O coletivo de juízes deu como provado a maior parte dos factos que constam na acusação do Ministério Público e, em relação à existência de um punhal, o tribunal considerou que “foi produzida prova abundante de que Odair não tinha qualquer faca”. “Nem o colega que o acompanhava, nem as restantes testemunhas, mais ninguém viu qualquer lâmina, qualquer faca no momento em que acontecem os disparos”, disse a juíza, acrescentando que “houve uma legitima defesa, mas com excesso de meios”.
Ao longo do julgamento, foram ouvidas várias testemunhas no Tribunal de Sintra, incluindo agentes da PSP que estiveram na Cova da Moura na madrugada da morte de Odair Moniz, vizinhos que assistiram ao momento em que Odair Moniz caiu no chão depois de ser atingido com dois tiros e inspetores da Polícia Judiciária que participaram na investigação.
Durante o julgamento, o coletivo de juízes, o procurador do Ministério Público e os advogados tentaram perceber, através do depoimento das testemunhas, se Odair Moniz tinha uma faca e se usou essa faca para ameaçar os agentes.
Entre os agentes da PSP, alguns afirmaram ter visto uma faca junto ao corpo de Odair Moniz, enquanto outros garantiram não ter visto tal objeto.

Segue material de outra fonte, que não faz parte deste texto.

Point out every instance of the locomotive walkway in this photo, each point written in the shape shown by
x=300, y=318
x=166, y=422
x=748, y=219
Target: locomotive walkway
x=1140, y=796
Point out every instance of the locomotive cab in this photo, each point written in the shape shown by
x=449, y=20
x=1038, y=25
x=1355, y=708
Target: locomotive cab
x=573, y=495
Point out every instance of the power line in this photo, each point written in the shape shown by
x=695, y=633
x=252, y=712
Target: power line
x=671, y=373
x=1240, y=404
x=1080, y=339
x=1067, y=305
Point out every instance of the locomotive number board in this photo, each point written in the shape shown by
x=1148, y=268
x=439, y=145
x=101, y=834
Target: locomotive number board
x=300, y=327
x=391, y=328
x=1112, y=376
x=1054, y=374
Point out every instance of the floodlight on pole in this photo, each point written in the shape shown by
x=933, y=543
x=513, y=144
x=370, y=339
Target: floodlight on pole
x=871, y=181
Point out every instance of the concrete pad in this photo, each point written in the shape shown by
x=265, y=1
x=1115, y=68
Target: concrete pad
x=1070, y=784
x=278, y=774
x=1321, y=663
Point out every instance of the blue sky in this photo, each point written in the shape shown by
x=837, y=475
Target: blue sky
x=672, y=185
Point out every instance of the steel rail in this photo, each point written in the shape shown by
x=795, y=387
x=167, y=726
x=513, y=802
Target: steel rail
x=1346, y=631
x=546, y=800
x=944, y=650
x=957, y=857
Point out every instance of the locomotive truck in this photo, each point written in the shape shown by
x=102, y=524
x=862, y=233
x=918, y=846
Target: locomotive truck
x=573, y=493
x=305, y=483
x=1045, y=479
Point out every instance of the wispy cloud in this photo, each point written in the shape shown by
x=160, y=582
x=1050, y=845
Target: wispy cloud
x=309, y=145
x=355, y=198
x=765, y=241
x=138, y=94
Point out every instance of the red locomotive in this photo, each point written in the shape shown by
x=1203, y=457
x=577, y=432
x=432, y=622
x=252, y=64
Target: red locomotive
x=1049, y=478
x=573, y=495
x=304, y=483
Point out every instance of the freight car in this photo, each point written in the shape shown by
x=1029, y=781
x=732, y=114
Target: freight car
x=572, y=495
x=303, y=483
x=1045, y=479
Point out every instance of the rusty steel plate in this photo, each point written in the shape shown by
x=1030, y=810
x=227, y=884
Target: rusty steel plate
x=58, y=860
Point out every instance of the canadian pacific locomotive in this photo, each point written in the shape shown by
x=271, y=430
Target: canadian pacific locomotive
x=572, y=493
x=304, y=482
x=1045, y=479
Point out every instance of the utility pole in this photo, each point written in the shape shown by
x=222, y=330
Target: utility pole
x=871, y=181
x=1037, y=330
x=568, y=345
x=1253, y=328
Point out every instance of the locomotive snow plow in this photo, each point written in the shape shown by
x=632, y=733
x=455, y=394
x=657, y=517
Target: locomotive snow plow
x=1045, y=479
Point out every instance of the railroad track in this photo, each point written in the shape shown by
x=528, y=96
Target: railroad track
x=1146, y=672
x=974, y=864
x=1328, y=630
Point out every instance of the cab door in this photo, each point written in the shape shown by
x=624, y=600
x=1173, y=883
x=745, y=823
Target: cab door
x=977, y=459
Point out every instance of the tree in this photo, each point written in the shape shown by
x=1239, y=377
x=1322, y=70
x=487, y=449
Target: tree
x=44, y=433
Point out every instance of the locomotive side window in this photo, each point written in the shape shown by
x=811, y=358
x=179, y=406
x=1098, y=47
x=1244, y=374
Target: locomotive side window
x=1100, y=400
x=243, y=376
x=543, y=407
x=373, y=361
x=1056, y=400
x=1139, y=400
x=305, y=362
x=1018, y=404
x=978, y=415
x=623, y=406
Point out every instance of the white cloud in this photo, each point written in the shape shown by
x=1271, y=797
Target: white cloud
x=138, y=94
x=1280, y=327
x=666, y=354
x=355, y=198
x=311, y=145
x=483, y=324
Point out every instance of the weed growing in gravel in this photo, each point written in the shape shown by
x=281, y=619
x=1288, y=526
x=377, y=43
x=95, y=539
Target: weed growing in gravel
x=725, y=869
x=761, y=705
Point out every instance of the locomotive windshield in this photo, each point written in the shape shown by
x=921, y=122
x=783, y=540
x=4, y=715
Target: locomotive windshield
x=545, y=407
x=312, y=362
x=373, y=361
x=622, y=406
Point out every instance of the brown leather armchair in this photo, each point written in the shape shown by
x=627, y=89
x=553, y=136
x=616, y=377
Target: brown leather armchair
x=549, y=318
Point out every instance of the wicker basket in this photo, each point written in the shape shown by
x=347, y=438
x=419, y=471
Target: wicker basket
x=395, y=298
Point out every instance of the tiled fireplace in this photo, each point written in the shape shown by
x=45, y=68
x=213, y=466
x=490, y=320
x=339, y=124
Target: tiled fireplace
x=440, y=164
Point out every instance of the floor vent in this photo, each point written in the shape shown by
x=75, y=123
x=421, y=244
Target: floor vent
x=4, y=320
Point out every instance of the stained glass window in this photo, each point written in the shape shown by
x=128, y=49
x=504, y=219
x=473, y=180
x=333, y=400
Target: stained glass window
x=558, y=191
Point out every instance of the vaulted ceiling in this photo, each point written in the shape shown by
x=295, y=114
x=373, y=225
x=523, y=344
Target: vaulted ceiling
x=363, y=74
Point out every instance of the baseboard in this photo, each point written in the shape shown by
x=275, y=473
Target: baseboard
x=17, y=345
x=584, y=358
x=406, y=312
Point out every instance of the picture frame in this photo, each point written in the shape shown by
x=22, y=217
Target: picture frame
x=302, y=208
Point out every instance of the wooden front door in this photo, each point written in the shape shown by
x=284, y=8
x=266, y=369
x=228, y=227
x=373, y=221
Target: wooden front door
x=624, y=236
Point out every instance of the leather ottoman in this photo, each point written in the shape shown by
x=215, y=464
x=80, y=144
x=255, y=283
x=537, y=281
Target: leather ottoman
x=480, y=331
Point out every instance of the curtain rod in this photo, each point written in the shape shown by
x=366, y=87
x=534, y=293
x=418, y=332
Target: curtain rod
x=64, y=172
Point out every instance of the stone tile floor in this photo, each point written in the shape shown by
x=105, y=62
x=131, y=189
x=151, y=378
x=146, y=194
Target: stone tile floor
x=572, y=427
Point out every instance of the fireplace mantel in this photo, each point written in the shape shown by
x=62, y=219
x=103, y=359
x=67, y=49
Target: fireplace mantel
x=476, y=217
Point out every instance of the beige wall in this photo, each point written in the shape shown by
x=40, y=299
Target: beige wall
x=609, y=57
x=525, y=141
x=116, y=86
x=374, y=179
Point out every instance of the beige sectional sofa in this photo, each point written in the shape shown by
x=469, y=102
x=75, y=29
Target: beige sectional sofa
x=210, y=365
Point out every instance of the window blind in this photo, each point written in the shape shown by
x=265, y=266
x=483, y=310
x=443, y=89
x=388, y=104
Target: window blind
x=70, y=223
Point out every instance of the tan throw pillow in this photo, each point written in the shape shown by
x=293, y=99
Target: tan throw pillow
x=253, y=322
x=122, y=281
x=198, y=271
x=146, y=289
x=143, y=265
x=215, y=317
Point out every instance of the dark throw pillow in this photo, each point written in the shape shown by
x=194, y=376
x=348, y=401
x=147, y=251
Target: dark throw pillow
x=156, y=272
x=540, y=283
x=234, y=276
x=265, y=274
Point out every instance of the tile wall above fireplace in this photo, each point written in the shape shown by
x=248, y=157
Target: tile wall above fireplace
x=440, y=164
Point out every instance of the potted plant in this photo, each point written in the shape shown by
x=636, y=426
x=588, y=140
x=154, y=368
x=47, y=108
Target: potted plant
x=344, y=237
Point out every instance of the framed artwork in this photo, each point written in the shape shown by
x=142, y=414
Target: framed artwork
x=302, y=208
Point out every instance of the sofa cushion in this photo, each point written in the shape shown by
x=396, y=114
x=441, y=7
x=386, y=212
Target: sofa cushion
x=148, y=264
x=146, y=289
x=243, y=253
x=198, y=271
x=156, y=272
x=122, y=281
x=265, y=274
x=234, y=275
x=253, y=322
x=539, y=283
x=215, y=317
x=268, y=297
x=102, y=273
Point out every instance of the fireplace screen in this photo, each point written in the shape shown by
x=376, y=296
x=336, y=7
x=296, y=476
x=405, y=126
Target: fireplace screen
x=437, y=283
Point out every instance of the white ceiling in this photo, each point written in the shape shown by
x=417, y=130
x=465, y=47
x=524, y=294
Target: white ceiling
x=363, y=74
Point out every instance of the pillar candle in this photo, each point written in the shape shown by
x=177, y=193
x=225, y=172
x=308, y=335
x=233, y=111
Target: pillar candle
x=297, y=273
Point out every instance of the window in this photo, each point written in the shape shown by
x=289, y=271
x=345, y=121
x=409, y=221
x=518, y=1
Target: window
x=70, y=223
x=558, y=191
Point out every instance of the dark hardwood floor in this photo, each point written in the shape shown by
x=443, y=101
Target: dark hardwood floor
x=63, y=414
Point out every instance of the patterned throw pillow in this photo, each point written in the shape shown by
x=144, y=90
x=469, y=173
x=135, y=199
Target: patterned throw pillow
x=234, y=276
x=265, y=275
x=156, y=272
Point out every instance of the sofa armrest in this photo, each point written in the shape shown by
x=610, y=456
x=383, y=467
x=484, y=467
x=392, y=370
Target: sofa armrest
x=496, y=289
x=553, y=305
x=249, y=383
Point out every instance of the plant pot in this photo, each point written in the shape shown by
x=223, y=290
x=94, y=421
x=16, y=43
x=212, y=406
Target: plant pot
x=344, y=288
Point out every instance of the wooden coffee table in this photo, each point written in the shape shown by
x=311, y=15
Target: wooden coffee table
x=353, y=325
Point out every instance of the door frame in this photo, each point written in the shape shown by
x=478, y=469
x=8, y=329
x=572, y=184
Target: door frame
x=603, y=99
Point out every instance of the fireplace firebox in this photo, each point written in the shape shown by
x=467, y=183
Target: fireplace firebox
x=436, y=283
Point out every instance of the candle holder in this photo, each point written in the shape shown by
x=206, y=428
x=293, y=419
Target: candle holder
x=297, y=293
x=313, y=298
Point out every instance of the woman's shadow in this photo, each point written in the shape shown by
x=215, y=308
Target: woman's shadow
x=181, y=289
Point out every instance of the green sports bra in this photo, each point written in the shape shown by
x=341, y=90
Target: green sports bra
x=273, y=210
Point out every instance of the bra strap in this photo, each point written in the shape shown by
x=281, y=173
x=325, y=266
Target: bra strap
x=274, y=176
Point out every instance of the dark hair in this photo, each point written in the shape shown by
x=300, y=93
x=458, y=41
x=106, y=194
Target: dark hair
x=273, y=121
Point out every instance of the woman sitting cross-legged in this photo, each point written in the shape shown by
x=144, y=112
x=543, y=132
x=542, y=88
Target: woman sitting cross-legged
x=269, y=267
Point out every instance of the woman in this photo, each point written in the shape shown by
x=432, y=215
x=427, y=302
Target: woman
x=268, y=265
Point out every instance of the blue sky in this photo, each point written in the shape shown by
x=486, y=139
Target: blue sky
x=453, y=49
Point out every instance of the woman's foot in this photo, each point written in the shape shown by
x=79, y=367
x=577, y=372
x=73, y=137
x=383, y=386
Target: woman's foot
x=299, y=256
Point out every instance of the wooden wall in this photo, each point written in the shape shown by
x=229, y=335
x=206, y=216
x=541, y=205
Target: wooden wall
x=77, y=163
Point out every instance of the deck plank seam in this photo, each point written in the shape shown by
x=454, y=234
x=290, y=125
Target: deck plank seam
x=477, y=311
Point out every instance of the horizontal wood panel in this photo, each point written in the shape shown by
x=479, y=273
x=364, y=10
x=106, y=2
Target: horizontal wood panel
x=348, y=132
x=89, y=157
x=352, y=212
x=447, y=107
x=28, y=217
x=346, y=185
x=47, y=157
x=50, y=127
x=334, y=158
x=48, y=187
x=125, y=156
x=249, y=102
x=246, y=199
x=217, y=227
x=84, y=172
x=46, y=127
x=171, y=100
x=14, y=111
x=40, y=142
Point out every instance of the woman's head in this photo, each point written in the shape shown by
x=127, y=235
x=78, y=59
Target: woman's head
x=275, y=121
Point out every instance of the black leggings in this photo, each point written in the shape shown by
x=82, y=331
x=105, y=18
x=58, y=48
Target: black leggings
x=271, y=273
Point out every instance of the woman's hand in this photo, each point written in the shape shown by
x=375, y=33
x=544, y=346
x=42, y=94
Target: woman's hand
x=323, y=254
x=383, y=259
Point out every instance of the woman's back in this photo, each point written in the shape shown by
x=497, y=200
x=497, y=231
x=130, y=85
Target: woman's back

Da parte da PJ, as testemunhas afirmaram não existir qualquer vestígio biológico ou impressão digital de Odair Moniz na faca encontrada no local, o que torna, segundo os inspetores, muito pouco provável que o homem cabo-verdiano tenha utilizado a faca.
Já do lado da defesa do agente Bruno Pinto, o advogado Ricardo Serrano Vieira defendeu que deve ser acrescentada à acusação a existência de uma faca, considerando que este facto "foi habilmente retirado da acusação".
Ricardo Serrano Vieira explicou, durante as alegações finais, que é possível ver um reflexo nas imagens captadas pelas câmaras de vigilância e que esse reflexo corresponde a uma faca e voltou a questionar as perícias feitas pela PJ.